DIMP53-1: a novel small-molecule dual inhibitor of p53-MDM2/X interactions with multifunctional p53-dependent anticancer properties

Detalhes bibliográficos
Autor(a) principal: Soares, Joana
Data de Publicação: 2017
Outros Autores: Espadinha, Margarida, Raimundo, Liliana, Ramos, Helena, Gomes, Ana Sara, Gomes, Sara, Loureiro, Joana B., Inga, Alberto, Reis, Flávio, Gomes, Célia, Santos, Maria M. M., Saraiva, Lucília
Tipo de documento: Artigo
Idioma: eng
Título da fonte: Repositório Científico de Acesso Aberto de Portugal (Repositórios Cientìficos)
Texto Completo: http://hdl.handle.net/10316/108278
https://doi.org/10.1002/1878-0261.12051
Resumo: The transcription factor p53 plays a crucial role in cancer development and dissemination, and thus, p53-targeted therapies are among the most encouraging anticancer strategies. In human cancers with wild-type (wt) p53, its inactivation by interaction with murine double minute (MDM)2 and MDMX is a common event. Simultaneous inhibition of the p53 interaction with both MDMs is crucial to restore the tumor suppressor activity of p53. Here, we describe the synthesis of the new tryptophanol-derived oxazoloisoindolinone DIMP53-1 and identify its activity as a dual inhibitor of the p53-MDM2/X interactions using a yeast-based assay.
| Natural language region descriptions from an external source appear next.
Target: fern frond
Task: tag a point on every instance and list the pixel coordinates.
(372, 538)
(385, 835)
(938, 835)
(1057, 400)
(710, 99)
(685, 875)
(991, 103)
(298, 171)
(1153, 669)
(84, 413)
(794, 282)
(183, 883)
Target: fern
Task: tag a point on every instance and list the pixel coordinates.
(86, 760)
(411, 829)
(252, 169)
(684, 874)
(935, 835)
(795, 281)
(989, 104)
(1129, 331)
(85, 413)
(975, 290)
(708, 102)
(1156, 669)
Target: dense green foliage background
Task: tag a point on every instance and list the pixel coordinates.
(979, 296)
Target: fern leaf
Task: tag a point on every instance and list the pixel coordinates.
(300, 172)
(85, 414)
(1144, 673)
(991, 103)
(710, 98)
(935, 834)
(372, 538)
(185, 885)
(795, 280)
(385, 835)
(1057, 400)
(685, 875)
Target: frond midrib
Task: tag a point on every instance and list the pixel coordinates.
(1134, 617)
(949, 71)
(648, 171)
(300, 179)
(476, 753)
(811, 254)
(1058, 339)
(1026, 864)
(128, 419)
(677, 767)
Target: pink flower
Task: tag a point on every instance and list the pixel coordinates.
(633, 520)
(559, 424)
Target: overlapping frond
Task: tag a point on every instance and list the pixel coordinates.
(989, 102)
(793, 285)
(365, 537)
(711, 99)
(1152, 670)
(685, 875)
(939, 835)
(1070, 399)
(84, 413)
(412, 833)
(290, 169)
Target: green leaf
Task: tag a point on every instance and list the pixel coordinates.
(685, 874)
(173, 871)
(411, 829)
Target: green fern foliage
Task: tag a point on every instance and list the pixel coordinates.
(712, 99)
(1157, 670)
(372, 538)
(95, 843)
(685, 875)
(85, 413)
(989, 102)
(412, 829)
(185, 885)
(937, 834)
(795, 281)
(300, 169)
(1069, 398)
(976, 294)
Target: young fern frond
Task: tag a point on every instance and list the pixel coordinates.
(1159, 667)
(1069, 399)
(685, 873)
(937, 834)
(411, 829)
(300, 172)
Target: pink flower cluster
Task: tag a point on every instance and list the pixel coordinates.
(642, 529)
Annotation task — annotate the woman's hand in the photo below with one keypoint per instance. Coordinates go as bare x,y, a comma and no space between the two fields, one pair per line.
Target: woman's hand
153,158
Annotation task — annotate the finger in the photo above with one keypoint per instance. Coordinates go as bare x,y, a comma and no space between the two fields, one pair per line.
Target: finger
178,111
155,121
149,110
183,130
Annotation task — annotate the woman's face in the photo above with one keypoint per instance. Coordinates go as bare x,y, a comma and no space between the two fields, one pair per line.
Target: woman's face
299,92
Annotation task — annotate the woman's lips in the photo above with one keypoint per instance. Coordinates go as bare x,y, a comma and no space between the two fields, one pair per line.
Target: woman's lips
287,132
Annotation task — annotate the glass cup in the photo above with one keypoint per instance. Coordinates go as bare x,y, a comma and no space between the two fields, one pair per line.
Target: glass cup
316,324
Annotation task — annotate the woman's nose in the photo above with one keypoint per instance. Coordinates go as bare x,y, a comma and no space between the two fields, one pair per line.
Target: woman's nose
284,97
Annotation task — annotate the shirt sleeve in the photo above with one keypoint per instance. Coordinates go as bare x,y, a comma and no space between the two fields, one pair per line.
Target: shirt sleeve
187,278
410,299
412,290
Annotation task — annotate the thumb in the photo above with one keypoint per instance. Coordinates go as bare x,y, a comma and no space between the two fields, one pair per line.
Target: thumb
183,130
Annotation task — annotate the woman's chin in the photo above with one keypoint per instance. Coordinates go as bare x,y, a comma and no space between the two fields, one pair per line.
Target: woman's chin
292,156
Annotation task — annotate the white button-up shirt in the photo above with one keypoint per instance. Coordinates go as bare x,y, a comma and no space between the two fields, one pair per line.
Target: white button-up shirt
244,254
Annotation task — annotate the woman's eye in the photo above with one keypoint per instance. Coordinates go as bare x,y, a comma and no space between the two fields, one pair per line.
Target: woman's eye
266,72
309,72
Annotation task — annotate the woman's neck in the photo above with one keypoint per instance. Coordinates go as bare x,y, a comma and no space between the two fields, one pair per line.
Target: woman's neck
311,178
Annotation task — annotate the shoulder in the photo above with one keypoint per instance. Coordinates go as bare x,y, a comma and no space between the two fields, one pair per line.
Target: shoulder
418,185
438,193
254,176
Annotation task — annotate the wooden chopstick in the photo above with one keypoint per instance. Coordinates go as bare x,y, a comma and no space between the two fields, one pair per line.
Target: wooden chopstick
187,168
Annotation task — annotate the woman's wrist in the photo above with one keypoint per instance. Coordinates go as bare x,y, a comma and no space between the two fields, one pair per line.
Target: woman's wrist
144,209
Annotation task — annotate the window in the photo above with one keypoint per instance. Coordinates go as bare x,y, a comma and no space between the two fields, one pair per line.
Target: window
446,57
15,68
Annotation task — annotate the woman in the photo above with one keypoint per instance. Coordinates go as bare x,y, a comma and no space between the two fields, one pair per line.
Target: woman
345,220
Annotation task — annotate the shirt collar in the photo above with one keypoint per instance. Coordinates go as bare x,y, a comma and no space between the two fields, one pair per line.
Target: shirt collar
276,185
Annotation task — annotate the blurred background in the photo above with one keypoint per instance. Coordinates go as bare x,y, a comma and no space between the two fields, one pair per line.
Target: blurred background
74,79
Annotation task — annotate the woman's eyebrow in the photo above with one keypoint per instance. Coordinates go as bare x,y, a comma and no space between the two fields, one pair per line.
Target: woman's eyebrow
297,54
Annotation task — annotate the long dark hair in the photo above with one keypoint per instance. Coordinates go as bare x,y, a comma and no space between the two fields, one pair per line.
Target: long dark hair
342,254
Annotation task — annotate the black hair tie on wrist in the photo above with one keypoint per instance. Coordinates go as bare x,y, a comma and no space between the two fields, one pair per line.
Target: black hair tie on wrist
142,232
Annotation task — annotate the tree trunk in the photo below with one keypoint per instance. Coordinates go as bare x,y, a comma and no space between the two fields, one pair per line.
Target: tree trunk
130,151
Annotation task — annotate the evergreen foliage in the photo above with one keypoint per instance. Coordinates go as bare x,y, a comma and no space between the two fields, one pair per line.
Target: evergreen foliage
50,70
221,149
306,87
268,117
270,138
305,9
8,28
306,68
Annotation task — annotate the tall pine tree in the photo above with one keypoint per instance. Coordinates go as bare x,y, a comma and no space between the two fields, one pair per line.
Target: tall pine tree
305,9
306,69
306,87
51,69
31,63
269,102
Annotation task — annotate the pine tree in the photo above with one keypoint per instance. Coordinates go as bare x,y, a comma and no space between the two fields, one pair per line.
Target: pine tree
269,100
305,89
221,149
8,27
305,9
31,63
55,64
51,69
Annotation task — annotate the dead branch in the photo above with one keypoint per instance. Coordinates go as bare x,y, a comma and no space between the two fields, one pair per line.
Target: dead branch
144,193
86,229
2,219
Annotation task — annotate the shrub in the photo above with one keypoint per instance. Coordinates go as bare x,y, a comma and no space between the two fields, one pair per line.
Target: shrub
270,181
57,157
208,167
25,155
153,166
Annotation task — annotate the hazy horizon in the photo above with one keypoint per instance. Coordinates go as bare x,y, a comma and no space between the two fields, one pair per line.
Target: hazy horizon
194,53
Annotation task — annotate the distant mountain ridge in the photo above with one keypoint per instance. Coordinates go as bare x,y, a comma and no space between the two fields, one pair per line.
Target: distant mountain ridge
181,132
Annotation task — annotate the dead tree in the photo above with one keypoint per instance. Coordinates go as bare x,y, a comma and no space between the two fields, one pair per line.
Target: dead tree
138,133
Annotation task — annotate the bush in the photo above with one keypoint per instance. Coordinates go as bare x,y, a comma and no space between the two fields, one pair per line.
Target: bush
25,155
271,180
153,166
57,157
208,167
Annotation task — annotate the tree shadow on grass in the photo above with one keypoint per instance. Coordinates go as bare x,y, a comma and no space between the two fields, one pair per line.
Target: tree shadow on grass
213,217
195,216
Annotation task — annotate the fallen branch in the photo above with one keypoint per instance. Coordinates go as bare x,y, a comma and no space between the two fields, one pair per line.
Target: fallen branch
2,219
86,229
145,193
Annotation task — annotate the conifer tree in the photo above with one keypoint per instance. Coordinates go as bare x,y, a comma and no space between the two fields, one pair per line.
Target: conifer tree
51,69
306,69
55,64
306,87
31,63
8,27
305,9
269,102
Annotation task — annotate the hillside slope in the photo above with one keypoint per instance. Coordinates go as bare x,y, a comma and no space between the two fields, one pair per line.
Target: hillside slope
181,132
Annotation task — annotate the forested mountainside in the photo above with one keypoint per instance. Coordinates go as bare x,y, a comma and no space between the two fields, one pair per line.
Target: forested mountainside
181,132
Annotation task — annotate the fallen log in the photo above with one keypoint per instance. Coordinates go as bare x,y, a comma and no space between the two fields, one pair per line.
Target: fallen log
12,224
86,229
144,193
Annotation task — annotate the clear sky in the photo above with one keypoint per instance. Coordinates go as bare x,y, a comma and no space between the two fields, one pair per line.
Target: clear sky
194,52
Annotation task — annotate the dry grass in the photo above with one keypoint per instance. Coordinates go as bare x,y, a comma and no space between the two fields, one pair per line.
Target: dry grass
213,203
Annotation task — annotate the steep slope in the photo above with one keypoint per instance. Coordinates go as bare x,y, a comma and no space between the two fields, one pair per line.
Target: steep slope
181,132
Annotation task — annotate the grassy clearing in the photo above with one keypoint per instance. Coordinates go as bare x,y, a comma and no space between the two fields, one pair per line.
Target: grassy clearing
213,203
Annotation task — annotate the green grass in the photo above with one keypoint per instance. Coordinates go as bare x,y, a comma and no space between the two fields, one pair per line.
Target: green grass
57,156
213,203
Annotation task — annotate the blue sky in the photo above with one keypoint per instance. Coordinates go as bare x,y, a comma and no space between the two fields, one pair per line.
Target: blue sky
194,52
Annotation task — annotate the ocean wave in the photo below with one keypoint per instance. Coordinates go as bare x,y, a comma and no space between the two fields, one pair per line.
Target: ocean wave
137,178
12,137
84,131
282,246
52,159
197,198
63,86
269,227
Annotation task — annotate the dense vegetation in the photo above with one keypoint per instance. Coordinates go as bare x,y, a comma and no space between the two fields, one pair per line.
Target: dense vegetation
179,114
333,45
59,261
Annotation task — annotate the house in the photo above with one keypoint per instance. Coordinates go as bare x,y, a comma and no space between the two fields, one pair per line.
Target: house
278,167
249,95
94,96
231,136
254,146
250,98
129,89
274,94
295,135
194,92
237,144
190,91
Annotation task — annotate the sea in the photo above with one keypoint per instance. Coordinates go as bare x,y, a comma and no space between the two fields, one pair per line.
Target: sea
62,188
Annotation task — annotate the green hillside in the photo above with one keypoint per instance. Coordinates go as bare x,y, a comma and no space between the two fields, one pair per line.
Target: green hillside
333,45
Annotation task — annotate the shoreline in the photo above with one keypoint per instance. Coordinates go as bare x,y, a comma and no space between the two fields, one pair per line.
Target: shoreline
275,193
DIMP53-1 caused growth inhibition, mediated by p53 stabilization and upregulation of p53 transcriptional targets involved in cell cycle arrest and apoptosis, in wt p53-expressing tumor cells, including MDM2- or MDMX-overexpressing cells. Importantly, DIMP53-1 inhibits the p53-MDM2/X interactions by potentially binding to p53, in human colon adenocarcinoma HCT116 cells. DIMP53-1 also inhibited the migration and invasion of HCT116 cells, and the migration and tube formation of HMVEC-D endothelial cells. Notably, in human tumor xenograft mice models, DIMP53-1 showed a p53-dependent antitumor activity through induction of apoptosis and inhibition of proliferation and angiogenesis. Finally, no genotoxicity or undesirable toxic effects were observed with DIMP53-1. In conclusion, DIMP53-1 is a novel p53 activator, which potentially binds to p53 inhibiting its interaction with MDM2 and MDMX. Although target-directed, DIMP53-1 has a multifunctional activity, targeting major hallmarks of cancer through its antiproliferative, proapoptotic, antiangiogenic, anti-invasive, and antimigratory properties. DIMP53-1 is a promising anticancer drug candidate and an encouraging starting point to develop improved derivatives for clinical application.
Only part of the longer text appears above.